With the fluctation in terms of number of teams and length of season that the league has undergone in its 14.5 seasons to date the total attendance for any year over another seems to be very misleading. It is very easy in stable leagues like MLB or the NFL to say oh well total attendance is up 1 million people this year so things are good. Because they have had the same number of teams and length of season for many years. If MLS stablizes at a 24 team 34 game schedule for say 10 years it becomes very easy at a macroscopic level to compare attendance. But it is difficult and perhaps even counter-constructive to even attempt to compare two seasons in this manner until that stability happens.
To be pedantic, one of the financial statements is what shows a profit or loss. This is getting far afield and we should move this to the commissioner's forum, but the distinction does matter. People sometimes accuse Kraft of being cheap because he doesn't spend all of his salary budget. But this is coming from the same misunderstanding you're showing. The cost of non-DP players is borne by the league. If the league spends more or spends less is doesn't affect the profitability of a particular team. You seem to be implying that if the league didn't pay as much for the players then the teams would make up the difference. But this isn't the counterfactual. If the league didn't pay as much for the players, the players get paid less.

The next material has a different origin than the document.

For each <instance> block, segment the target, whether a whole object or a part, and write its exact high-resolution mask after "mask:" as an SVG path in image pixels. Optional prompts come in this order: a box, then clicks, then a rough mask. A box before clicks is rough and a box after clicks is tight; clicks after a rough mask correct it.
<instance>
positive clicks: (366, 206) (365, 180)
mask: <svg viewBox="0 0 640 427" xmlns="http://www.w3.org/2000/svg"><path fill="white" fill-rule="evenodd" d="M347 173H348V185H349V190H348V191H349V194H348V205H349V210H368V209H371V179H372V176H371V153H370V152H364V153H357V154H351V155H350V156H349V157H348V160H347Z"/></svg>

No, that's not what I was implying at all. And no, I do not "misunderstand." It doesn't matter if the cost of non-DP players is borne by the league, unless it is covered by money that the team pays into/earns in exact proportion to what it gets out. What I'm saying is: I give MLS 50 cents, you give MLS a dollar. MLS buys us both ice cream. I have 50 cents extra out of the deal. That 50 cents goes on my financial statement. It doesn't vanish just because I got my ice cream free, and it's irrelevant whether you're a millionaire and I'm dirt poor. I still end up with 50 cents more of spendable, real cash money than you do out of this specific transaction. I keep wondering why this is so hard to understand. It's basic math. I'm done. I can't dumb it down any further. So...wow, best attendance year ever for MLS! And it can only get better! Exciting times...
Does anyone have the average by day breakdown? I know it was on the Internet a few years ago, but I can't find it. It broke it down by day of the week (including the handful of Monday/Tuesday league games in history).